It’s that time of year! The season to enjoy your time with the ones you love most. Every year, my husband and I make a big turkey dinner for just the two of us. We love the whole process and always make way too much! We go shopping, find the biggest turkey, and never skimp on any of the fixins’. It’s our little break from reality to spend quality time in the kitchen, prepping and cooking, with little breaks in between (wink wink.) We were about to head to the store when my husband told me the bad news. “I have to fly out of the country for work, and it’s…” You can probably guess it. Yes, no turkey dinner for the two of us! Not on my watch. I spiked his coffee with a secret potion and decided it was going to be a Shrunken Man Thanksgiving.
This would be the start of his day. I’ve had this little potion in my back pocket for years. I just never thought I would have to use it! I know, I know, what about his job? Well, who needs it? I come from old money. Honestly, he could be My Tiny Husband forever if I wanted him to be. I kind of like seeing him scramble on the countertop. He is going to look so cute next to the salt and pepper shakers when we have our first Shrunken Man Thanksgiving! Maybe I’ll dress them up so he can pretend he has more tiny company! Goodness, but there is so little time. I don’t think he would be much help in the kitchen now! I bet he can fold the napkins though, and maybe even mince the onions really small for me. Oh gosh, this might be perfect!
The store! We have to go to the store. I’ll throw him in my purse next to his phone and he can talk to me while I’m on my AirPods, his don’t fit now, he he. He could fit in my ear so nice and snug. HE COULD BE MY AIRPOD! That’s it! I always forget the rosemary and never buy enough butter. I bet he would look so adorable sitting in the butter dish. He is just my handy little helper now! He will make sure I get the right stuff and it will be just like all the other years! Maybe just minutely different. I guess a smaller turkey wouldn’t hurt. I don’t think he’ll be able to swing more than an ounce, including leftovers, in that fingerprint size belly of his.
Everything is operating smoothly! Shrunken Man Thanksgiving is off to a marvelous start! This kitchen prep is going so well. I am kind of enjoying doing everything!

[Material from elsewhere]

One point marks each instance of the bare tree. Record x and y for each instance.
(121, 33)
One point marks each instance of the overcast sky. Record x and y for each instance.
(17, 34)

Seriously, I know, I don’t seem like a control freak, but just with certain things. I did let him mash the potatoes! It took him 3 hours but he got it done. That’s one small step for man, one giant leap for me to save him from sliding off the kitchen island with those buttery toes! What a cutie. He’ll thank me when his rare scotch collection lasts him his entire lifetime. Almost time to eat! “Honey, go in the turkey and start to take out the stuffing! Gosh, all of this looks so yummy! Honey where are you? Hmm…he must have walked to the cranberry sauce. Ooof, let me try this stuffing! CRUNCH. Honey?”